Or entrusted with one of their top drawer clients.
‘Thank goodness for that,’ Sadie said with feeling.
Apparently, she could!
Diana slapped a hand over her mouth, but not quickly enough to catch the word that slipped out.
Sadie sighed. ‘Please tell me you don’t use that kind of language when you’re on the school run, Diana.’
‘Me? Oh, please! Where on earth do you think I learned a word like that?’
‘Are the kids really that bad? My father took it on as a public service, something for the local community, but I won’t have-’
‘The kids are okay,’ she said quickly. ‘Really. They’re just at that age where shocking the grown-ups is a sport. The trick is not to react.’
‘The trick, Di, is not to join in.’
‘I don’t…’ Realising that she just had, she let it go. ‘Right.’
Sadie looked thoughtful. ‘I’ve half a mind to put Jack on the job for a week or two when he’s fit.

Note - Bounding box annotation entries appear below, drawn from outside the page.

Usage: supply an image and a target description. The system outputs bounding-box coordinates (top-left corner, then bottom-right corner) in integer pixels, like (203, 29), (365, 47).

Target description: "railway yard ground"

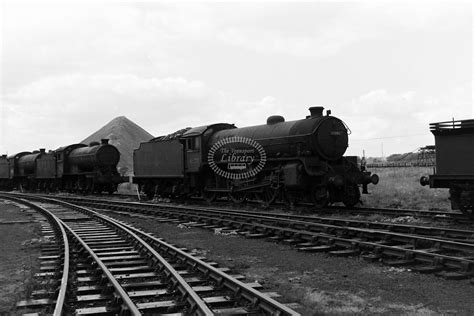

(0, 168), (474, 315)
(0, 193), (474, 315)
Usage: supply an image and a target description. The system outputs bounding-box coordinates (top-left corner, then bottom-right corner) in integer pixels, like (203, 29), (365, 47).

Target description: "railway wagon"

(54, 139), (122, 193)
(15, 149), (56, 190)
(134, 107), (378, 206)
(420, 119), (474, 218)
(0, 155), (11, 190)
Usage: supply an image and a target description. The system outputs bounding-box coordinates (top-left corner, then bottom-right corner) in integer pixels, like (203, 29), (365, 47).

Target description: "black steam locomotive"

(0, 139), (122, 193)
(133, 107), (378, 207)
(420, 120), (474, 219)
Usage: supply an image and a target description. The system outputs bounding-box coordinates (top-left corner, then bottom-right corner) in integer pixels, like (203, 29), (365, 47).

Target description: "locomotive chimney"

(267, 115), (285, 125)
(309, 106), (324, 118)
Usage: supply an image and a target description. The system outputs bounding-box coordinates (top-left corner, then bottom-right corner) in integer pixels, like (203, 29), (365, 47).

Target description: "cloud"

(343, 82), (473, 156)
(0, 73), (281, 152)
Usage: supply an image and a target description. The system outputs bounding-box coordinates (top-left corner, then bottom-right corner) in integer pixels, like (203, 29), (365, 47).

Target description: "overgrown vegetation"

(362, 167), (451, 211)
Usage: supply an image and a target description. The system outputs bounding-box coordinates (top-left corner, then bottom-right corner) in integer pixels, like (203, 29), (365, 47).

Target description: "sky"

(0, 0), (474, 157)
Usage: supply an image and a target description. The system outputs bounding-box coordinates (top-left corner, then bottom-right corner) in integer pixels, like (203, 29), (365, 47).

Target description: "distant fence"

(366, 162), (434, 168)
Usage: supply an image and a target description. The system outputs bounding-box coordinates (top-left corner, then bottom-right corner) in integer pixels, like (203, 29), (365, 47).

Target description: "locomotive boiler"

(15, 149), (56, 190)
(54, 139), (121, 193)
(134, 107), (378, 207)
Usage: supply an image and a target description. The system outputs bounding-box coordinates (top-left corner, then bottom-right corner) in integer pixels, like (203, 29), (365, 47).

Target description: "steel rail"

(65, 201), (474, 252)
(107, 215), (299, 315)
(58, 214), (141, 315)
(27, 198), (214, 315)
(44, 197), (474, 243)
(13, 197), (299, 316)
(0, 194), (70, 316)
(56, 201), (474, 273)
(58, 201), (299, 315)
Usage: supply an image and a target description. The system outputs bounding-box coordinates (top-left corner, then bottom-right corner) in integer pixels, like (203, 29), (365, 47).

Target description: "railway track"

(1, 194), (298, 315)
(38, 198), (474, 279)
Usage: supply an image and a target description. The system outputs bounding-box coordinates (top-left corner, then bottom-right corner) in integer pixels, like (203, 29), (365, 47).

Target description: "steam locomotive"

(420, 120), (474, 219)
(133, 107), (378, 207)
(0, 139), (122, 193)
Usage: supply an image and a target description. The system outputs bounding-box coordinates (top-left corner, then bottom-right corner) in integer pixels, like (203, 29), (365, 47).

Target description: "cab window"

(187, 137), (201, 150)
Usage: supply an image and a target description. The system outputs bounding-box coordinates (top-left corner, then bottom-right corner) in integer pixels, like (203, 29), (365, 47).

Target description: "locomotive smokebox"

(309, 106), (324, 118)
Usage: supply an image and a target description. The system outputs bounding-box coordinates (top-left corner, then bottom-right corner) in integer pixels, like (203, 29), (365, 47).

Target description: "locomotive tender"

(0, 139), (121, 193)
(133, 107), (378, 207)
(420, 120), (474, 218)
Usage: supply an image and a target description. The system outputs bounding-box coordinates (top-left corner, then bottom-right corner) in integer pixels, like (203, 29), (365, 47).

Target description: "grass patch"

(362, 167), (451, 211)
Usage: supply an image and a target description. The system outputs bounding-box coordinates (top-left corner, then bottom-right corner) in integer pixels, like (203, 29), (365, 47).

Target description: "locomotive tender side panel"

(0, 156), (10, 179)
(133, 140), (184, 178)
(435, 132), (474, 175)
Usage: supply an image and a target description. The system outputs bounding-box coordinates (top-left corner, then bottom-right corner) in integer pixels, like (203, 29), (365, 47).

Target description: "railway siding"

(50, 200), (474, 279)
(0, 197), (298, 315)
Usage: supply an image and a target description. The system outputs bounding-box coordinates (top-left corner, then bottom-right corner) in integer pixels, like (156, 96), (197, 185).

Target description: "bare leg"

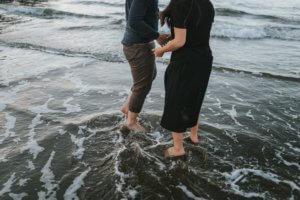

Teach them to think twice about their language. Teach him to think twice about eating dodgy meat pies on my time.’
The senior driver of Capitol Cars reduced to driving a minibus full of lippy primary school kids?
Having swiftly recovered from her shock, Diana grinned. ‘Now that’s something I’d pay good money to see.’

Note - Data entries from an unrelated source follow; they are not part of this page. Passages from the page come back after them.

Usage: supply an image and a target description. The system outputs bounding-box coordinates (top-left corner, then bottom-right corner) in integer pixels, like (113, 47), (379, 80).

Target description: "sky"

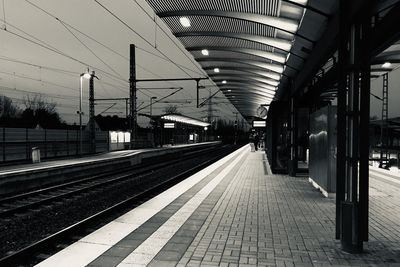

(0, 0), (400, 128)
(0, 0), (241, 127)
(370, 65), (400, 119)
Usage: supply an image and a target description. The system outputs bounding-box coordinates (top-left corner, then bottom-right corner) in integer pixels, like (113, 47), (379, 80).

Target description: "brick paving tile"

(152, 152), (400, 267)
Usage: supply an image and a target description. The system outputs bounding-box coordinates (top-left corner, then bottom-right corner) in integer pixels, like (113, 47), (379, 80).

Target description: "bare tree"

(0, 96), (20, 118)
(24, 94), (57, 114)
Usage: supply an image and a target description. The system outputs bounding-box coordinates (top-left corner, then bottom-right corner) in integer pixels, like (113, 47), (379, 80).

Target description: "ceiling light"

(201, 49), (210, 56)
(382, 62), (392, 69)
(179, 17), (191, 28)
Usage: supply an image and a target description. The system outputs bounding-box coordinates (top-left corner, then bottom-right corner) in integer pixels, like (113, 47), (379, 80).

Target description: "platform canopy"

(147, 0), (337, 117)
(161, 114), (210, 127)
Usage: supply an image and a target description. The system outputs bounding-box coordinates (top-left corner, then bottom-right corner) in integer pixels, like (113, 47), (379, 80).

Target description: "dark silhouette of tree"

(21, 94), (65, 129)
(0, 96), (20, 119)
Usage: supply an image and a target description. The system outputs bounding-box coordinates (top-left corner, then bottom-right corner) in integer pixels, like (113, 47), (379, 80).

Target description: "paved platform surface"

(38, 146), (400, 267)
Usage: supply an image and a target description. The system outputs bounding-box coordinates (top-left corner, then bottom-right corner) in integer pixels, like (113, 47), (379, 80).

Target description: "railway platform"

(37, 146), (400, 267)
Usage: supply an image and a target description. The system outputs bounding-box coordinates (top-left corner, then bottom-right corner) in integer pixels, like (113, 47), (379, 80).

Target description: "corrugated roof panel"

(147, 0), (280, 16)
(164, 16), (275, 37)
(179, 36), (273, 52)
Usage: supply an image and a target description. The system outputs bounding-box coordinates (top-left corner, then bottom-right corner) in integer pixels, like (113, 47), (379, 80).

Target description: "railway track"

(0, 148), (219, 219)
(0, 146), (238, 266)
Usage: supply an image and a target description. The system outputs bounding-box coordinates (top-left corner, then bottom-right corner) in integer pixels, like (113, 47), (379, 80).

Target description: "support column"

(89, 71), (96, 153)
(336, 0), (371, 253)
(379, 73), (389, 168)
(288, 97), (297, 177)
(129, 44), (137, 149)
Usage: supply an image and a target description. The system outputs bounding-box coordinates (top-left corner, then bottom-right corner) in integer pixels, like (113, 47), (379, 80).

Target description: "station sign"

(253, 121), (267, 128)
(164, 122), (175, 129)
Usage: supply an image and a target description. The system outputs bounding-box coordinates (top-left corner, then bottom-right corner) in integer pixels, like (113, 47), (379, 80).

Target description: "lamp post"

(78, 69), (92, 155)
(150, 96), (157, 116)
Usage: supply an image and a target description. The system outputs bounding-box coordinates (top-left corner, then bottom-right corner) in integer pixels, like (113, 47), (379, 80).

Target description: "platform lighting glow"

(179, 17), (191, 28)
(201, 49), (210, 56)
(83, 72), (92, 79)
(161, 114), (210, 127)
(382, 62), (392, 69)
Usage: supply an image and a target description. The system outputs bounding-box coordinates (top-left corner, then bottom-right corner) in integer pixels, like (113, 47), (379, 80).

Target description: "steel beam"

(129, 44), (137, 149)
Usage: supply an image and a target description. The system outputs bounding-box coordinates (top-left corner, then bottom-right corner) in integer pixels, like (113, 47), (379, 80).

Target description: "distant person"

(249, 134), (255, 152)
(254, 134), (260, 151)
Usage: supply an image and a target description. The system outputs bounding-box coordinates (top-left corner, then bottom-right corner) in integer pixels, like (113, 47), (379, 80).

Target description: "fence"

(0, 128), (109, 163)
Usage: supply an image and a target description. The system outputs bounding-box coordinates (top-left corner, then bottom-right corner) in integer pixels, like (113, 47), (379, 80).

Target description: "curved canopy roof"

(147, 0), (336, 117)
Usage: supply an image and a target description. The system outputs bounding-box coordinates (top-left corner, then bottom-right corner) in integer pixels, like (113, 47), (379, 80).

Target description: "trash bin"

(32, 147), (40, 163)
(250, 143), (256, 152)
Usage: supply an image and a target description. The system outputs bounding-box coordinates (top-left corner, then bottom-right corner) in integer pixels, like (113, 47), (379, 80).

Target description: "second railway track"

(0, 143), (239, 266)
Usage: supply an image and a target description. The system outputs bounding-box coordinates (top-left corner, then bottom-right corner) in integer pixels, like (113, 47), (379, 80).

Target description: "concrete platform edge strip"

(36, 146), (248, 267)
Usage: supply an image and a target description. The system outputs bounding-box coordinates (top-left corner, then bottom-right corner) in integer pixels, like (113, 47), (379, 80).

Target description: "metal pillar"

(379, 73), (389, 168)
(89, 71), (96, 153)
(129, 44), (137, 149)
(288, 97), (297, 177)
(336, 0), (371, 253)
(196, 79), (200, 108)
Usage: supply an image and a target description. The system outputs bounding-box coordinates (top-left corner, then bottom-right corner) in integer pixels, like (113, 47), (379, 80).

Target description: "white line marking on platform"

(370, 172), (400, 184)
(36, 146), (248, 267)
(117, 149), (247, 267)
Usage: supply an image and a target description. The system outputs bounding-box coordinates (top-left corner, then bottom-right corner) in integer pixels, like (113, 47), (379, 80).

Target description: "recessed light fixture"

(179, 17), (191, 28)
(201, 49), (210, 56)
(382, 62), (392, 69)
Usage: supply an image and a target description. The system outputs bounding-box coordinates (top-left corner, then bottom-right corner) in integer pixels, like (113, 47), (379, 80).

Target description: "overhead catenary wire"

(0, 1), (234, 121)
(133, 0), (208, 76)
(20, 0), (195, 90)
(94, 0), (202, 77)
(58, 20), (124, 80)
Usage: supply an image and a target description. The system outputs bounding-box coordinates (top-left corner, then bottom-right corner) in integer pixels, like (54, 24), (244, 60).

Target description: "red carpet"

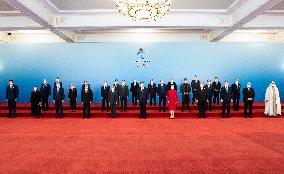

(0, 102), (284, 174)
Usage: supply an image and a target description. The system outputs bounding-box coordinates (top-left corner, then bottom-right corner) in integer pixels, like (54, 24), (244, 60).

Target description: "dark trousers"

(8, 99), (16, 118)
(110, 103), (116, 118)
(150, 94), (156, 106)
(70, 98), (77, 111)
(31, 103), (41, 118)
(244, 101), (253, 117)
(41, 96), (48, 111)
(55, 100), (63, 118)
(181, 94), (189, 111)
(198, 100), (207, 118)
(213, 91), (220, 105)
(102, 97), (109, 111)
(120, 97), (127, 111)
(222, 100), (231, 117)
(233, 97), (240, 111)
(192, 89), (196, 104)
(208, 96), (213, 111)
(83, 102), (91, 118)
(159, 96), (167, 111)
(139, 100), (147, 118)
(132, 92), (137, 105)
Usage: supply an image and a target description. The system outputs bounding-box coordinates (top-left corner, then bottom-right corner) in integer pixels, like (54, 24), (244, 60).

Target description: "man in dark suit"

(108, 85), (117, 118)
(101, 81), (110, 112)
(40, 79), (51, 111)
(191, 75), (200, 105)
(243, 82), (255, 118)
(212, 76), (221, 105)
(157, 80), (168, 112)
(81, 85), (93, 119)
(221, 80), (232, 118)
(137, 82), (149, 119)
(205, 80), (214, 111)
(113, 79), (120, 105)
(196, 83), (208, 118)
(231, 79), (241, 111)
(53, 82), (65, 118)
(30, 86), (41, 118)
(167, 79), (177, 91)
(53, 77), (63, 88)
(6, 80), (19, 118)
(119, 80), (129, 112)
(68, 84), (77, 112)
(148, 79), (157, 106)
(130, 79), (139, 105)
(180, 78), (191, 112)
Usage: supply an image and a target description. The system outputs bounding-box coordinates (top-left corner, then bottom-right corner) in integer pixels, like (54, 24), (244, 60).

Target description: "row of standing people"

(6, 76), (281, 118)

They exchanged a glance. Two single mothers-one at the bottom, the other at the top of a male-dominated business-who between them had heard every chauvinist put-down, every woman driver joke in the book. Sadie, with obvious regret, shook her head. ‘Unfortunately he’d resign rather than do that.’
‘Totally beneath his dignity,’ Diana agreed. ‘I’m sure learning that I’ve been driving his precious car will be punishment enough.’